Moncrief said her group has spent two years pushing for the settlement dollars to go to “clean electric” school buses.

“The governor listened,” Moncrief said. “Today’s commitment to clean energy will help leave our children with a better world, both by cleaning their air and reducing carbon emissions that contribute to climate change.”

Potential applicants have until Nov. 7 to express interest in the program, which will help the Department of Environmental Protection determine “the scope of available funding and timing of projects,” the request said.

The initiative, in part, would cover up to 100 percent of the cost of new government-owned buses and privately owned buses under contract with public schools, transit and shuttle programs. Along with electric-powered vehicles, money could go to buses that run on fuels such as propane and compressed natural gas.

For buses used by other private entities, the state would cover up to 75 percent of the cost for new all-electric vehicles and 25 percent of the cost of new vehicles using alternative fuels.

The state is also moving forward immediately with $5 million in offering --- on a first-come, first-served basis --- to fully fund the replacement of 2009 and older diesel school buses with electric battery-powered school buses and associated charging infrastructure.

A priority for that initial replacement program would be designated “air quality priority areas,” which include Jacksonville, Miami, Broward County, Palm Beach County, Tampa, St. Petersburg, Orlando and Pensacola.

"The JTA see this as a potential funding opportunity that we plan to take advantage of through the application process," said JTA spokesman David Cawton II.

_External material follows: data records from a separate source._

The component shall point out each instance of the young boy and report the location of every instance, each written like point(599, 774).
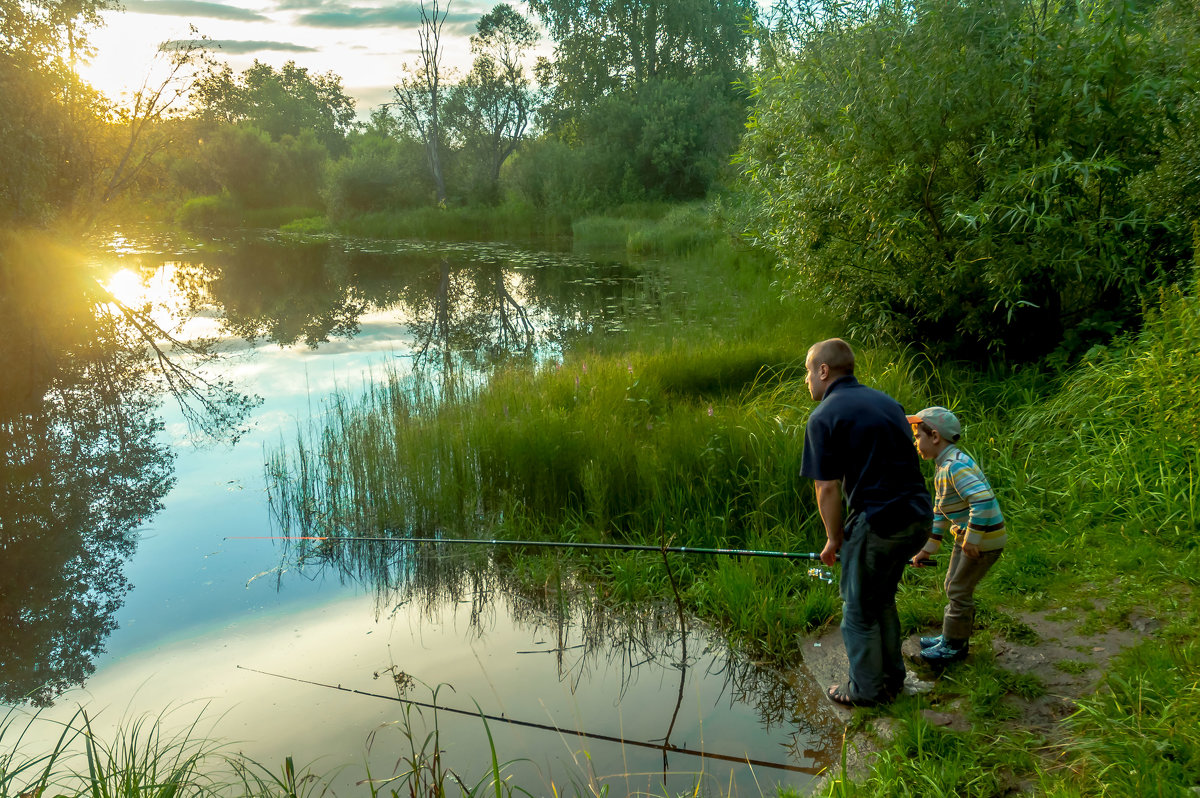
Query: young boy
point(965, 504)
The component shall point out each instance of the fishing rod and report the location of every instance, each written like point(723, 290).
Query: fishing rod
point(549, 544)
point(821, 574)
point(666, 748)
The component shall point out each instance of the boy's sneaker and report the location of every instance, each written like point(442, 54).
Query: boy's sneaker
point(943, 654)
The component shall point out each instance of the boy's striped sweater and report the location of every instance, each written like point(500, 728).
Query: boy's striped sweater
point(964, 503)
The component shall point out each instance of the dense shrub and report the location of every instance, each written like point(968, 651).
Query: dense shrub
point(960, 173)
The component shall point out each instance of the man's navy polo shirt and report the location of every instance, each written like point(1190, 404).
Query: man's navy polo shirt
point(862, 437)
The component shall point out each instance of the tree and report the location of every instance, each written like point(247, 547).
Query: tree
point(491, 108)
point(420, 95)
point(603, 47)
point(281, 103)
point(961, 172)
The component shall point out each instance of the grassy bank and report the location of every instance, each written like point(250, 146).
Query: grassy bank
point(689, 431)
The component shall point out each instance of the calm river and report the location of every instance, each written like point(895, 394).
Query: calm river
point(147, 585)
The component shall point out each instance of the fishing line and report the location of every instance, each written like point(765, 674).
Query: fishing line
point(549, 544)
point(528, 724)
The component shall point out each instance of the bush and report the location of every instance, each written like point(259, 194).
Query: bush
point(214, 210)
point(959, 173)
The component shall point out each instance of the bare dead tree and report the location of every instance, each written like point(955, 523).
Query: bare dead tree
point(419, 94)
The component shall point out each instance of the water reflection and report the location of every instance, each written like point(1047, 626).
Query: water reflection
point(461, 305)
point(588, 639)
point(81, 467)
point(90, 347)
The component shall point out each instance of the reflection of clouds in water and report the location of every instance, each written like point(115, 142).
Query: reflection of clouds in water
point(345, 643)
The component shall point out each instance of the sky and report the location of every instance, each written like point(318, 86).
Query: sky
point(366, 42)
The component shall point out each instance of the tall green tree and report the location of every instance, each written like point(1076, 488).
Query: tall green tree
point(283, 102)
point(604, 47)
point(960, 172)
point(490, 111)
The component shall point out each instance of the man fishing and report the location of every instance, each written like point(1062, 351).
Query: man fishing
point(858, 451)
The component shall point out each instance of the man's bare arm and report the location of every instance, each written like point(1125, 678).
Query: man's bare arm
point(829, 505)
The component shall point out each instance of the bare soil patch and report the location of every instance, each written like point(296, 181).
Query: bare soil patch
point(1068, 663)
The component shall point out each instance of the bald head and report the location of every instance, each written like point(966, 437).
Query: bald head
point(835, 354)
point(827, 361)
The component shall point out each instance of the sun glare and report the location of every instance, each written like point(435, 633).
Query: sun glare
point(127, 288)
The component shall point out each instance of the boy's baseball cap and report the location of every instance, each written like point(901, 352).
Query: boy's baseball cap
point(940, 419)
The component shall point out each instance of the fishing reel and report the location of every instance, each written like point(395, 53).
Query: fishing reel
point(822, 574)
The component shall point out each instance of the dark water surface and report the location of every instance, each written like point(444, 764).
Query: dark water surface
point(138, 576)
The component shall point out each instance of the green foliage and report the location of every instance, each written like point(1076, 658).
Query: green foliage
point(664, 139)
point(1120, 438)
point(384, 171)
point(289, 102)
point(685, 229)
point(219, 210)
point(490, 109)
point(603, 48)
point(960, 173)
point(1140, 732)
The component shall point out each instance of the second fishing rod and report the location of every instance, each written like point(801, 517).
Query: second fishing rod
point(821, 574)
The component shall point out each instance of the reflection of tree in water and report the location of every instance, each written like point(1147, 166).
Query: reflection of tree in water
point(81, 461)
point(463, 304)
point(589, 635)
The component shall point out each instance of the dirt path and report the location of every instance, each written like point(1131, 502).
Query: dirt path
point(1086, 659)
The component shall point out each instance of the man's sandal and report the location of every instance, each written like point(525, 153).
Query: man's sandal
point(841, 697)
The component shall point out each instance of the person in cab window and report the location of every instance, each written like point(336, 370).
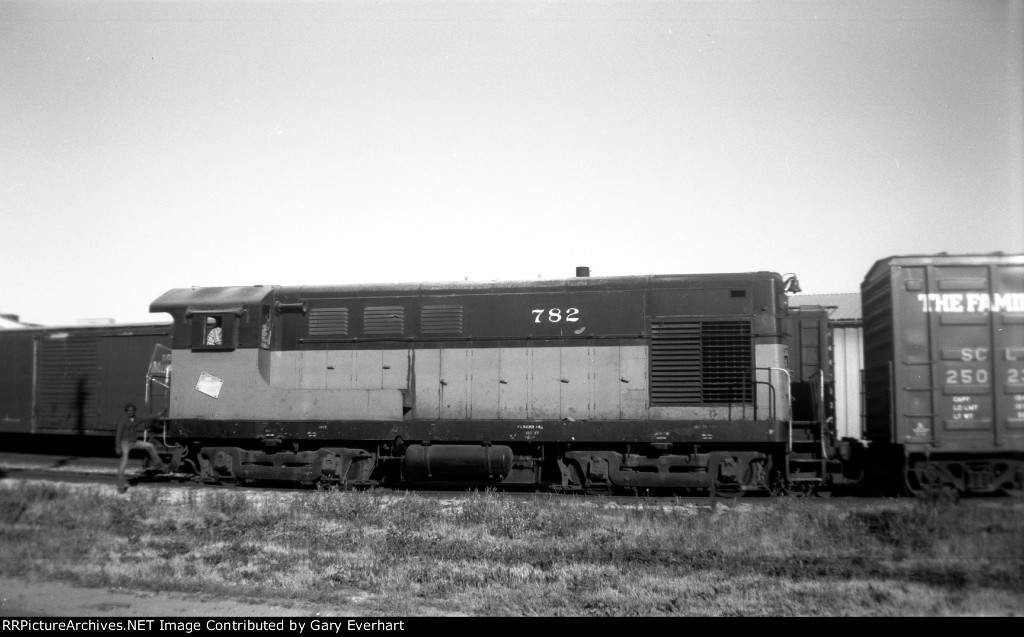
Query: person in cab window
point(214, 335)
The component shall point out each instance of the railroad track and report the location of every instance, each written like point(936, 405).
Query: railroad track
point(102, 470)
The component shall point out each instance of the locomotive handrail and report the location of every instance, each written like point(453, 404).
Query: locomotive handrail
point(788, 391)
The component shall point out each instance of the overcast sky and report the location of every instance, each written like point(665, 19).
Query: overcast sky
point(151, 145)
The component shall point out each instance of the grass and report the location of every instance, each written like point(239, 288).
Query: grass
point(488, 554)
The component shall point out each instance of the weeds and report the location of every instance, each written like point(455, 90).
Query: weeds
point(485, 553)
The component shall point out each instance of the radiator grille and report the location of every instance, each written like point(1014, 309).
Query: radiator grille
point(440, 320)
point(329, 322)
point(698, 363)
point(383, 321)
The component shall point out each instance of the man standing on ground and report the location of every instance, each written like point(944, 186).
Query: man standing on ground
point(132, 434)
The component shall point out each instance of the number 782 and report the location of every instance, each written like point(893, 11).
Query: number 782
point(555, 314)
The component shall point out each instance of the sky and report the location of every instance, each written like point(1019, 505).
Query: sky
point(153, 145)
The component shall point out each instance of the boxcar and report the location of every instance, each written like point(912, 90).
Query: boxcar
point(71, 383)
point(944, 369)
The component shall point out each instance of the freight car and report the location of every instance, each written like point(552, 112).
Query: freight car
point(944, 371)
point(65, 387)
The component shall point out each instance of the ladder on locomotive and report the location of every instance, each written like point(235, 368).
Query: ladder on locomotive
point(811, 435)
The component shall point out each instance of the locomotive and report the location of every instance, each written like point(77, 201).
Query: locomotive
point(677, 382)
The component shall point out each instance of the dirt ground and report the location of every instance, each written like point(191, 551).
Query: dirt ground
point(53, 599)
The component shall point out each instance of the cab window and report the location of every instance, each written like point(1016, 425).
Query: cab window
point(213, 331)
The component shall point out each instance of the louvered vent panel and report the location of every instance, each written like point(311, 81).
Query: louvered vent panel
point(440, 320)
point(700, 363)
point(383, 321)
point(675, 363)
point(726, 362)
point(66, 387)
point(328, 322)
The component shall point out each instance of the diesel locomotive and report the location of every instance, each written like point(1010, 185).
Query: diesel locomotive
point(680, 382)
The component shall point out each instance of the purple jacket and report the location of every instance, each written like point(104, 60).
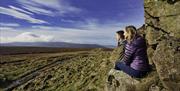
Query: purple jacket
point(136, 54)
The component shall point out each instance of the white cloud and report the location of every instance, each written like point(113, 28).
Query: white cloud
point(103, 35)
point(20, 15)
point(9, 24)
point(21, 10)
point(60, 7)
point(26, 37)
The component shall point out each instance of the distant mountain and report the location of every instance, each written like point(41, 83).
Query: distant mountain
point(53, 44)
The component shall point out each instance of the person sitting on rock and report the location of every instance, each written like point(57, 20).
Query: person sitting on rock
point(120, 37)
point(135, 61)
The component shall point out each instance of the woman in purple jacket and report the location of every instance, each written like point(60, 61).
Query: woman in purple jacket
point(135, 61)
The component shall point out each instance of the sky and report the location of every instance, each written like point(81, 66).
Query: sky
point(76, 21)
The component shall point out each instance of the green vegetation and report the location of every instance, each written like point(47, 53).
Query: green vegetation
point(65, 71)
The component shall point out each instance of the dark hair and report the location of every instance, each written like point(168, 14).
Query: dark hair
point(120, 33)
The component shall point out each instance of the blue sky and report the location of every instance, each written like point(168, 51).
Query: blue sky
point(77, 21)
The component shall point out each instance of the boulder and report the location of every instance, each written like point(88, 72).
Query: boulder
point(117, 54)
point(167, 61)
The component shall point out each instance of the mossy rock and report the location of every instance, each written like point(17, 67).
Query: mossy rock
point(123, 82)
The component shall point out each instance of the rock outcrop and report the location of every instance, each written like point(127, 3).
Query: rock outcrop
point(162, 32)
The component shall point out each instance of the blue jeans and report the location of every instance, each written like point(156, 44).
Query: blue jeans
point(130, 71)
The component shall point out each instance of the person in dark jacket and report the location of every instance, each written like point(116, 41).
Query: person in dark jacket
point(135, 60)
point(120, 38)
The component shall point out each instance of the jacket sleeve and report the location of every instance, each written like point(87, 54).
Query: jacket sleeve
point(128, 54)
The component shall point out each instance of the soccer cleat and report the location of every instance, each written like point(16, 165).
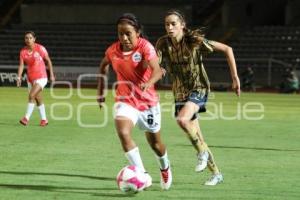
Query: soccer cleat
point(24, 121)
point(214, 180)
point(202, 161)
point(44, 122)
point(148, 180)
point(165, 178)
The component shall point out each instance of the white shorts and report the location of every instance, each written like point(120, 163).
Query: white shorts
point(42, 82)
point(148, 120)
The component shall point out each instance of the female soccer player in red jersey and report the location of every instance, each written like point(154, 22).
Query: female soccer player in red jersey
point(181, 51)
point(135, 63)
point(34, 55)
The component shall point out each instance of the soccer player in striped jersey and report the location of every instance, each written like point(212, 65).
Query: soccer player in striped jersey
point(34, 56)
point(181, 52)
point(135, 63)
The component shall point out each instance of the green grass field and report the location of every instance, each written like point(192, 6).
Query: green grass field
point(260, 159)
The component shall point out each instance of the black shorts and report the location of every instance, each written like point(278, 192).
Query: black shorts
point(196, 98)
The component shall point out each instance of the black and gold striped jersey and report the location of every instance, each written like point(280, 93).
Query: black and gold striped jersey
point(185, 66)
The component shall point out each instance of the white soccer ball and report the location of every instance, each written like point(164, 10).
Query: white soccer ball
point(131, 179)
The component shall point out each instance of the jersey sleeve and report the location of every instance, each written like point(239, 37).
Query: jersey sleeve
point(161, 53)
point(149, 51)
point(42, 51)
point(21, 56)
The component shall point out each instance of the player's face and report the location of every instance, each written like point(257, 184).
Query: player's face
point(128, 36)
point(174, 26)
point(29, 39)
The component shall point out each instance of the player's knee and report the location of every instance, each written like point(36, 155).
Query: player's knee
point(182, 122)
point(31, 97)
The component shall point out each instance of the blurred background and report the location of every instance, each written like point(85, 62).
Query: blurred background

JTA has been actively moving toward lower-emission buses, with many of its buses now running on compressed natural gas. 

Duval County Public Schools contracts its transportation services from private companies so it won't be directly applying for the grant money, but the district still plans to be involved.  "We will be participating in the informational session to determine if the program has relevance to our arrangements for outsourced student transportation," said spokeswoman Sonya Duke-Bolden.

Zero-emission electric buses have been gaining traction across the country. One of the largest electric bus manufacturers, Proterra, has customers in 41 U.S. states and Canadian provinces. 

Historically, range was an issue for electric buses but that's changing. Lion Electric Co., which makes zero-emission school buses, says its electric vehicles can be equipped to go up to 155 miles between charges. 

Florida's bus money is part of the $166 million the state received as its share of the $14.7 billion settlement between Volkswagen and the U.S. Department of Justice.

The federal government said the German automaker installed software in its 2.0-liter diesel engine vehicles that disabled emission controls under normal use. The emissions-control devices were alleged to turn on when being tested. The result of the disabled emission controls was improved fuel mileage and driving performance but the release of thousands of tons of nitrogen oxide emissions in excess of regulated limits.

In July, Gov. Ron DeSantis announcedthat $24.9 million of the settlement, or 15 percent, would go toward placing charging stations for electric vehicles at all Florida Turnpike service plazas by the end of the year, with similar infrastructure along other major highways.

Another 15 percent would be directed to a state grant program of the U.S. Environmental Protection Agency’s Diesel Emissions Reduction Act, which is designed to reduce diesel emissions from engines that weren’t made to meet more stringent post-2006 emission standards.